JACKSON HOLE, Wyoming (Reuters)
The European Central Bank is making “good progress” in cutting inflation back to its 2% target, but success is not yet assured. Restrictive monetary policy is still needed, according to ECB chief economist Philip Lane on Saturday.
The ECB cut interest rates for the first time in June after a record string of hikes. Policymakers are widely expected to cut again on Sept. 12, reducing the deposit rate to 3.5%, a level that remains high enough to curb growth.
“My interim assessment of the effectiveness of ECB monetary policy… is that there has been good progress in delivering the overriding goal,” said Lane at the U.S. Federal Reserve’s annual economic symposium in Jackson Hole.

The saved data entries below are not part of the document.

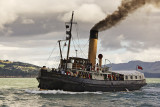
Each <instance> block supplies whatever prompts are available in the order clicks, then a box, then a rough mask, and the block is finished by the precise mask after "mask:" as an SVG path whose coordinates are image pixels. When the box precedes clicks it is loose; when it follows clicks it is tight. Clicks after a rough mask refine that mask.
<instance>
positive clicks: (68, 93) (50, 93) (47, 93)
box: [25, 89, 102, 94]
mask: <svg viewBox="0 0 160 107" xmlns="http://www.w3.org/2000/svg"><path fill="white" fill-rule="evenodd" d="M25 92H27V93H31V94H102V92H69V91H63V90H45V91H40V90H28V89H26V90H25Z"/></svg>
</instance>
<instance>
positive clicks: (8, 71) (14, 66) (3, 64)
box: [0, 60, 40, 78]
mask: <svg viewBox="0 0 160 107" xmlns="http://www.w3.org/2000/svg"><path fill="white" fill-rule="evenodd" d="M39 69H40V67H39V66H36V65H32V64H28V63H23V62H11V61H9V60H0V78H4V77H36V76H37V75H38V71H39Z"/></svg>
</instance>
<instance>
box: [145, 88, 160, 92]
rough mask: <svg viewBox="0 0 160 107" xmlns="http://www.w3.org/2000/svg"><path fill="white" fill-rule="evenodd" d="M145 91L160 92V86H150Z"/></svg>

However, Lane cautioned against premature celebration, stating that projections expect price growth to reach 2% only by the end of 2025. “The return to target is not yet secure,” he remarked, emphasizing that the monetary stance must remain restrictive to ensure a timely return to target inflation.
Markets anticipate that the ECB will cut rates at least in September and December, with some investors also betting on a potential October move due to a quickly deteriorating growth outlook, prompting the bank to support the labor market.
Lane also warned against maintaining excessively tight policies for too long, as that could harm growth and weaken the labor market. “A rate path that is too high for too long would deliver chronically below-target inflation over the medium term and would be inefficient in terms of minimizing the side effects on output and employment,” he stated.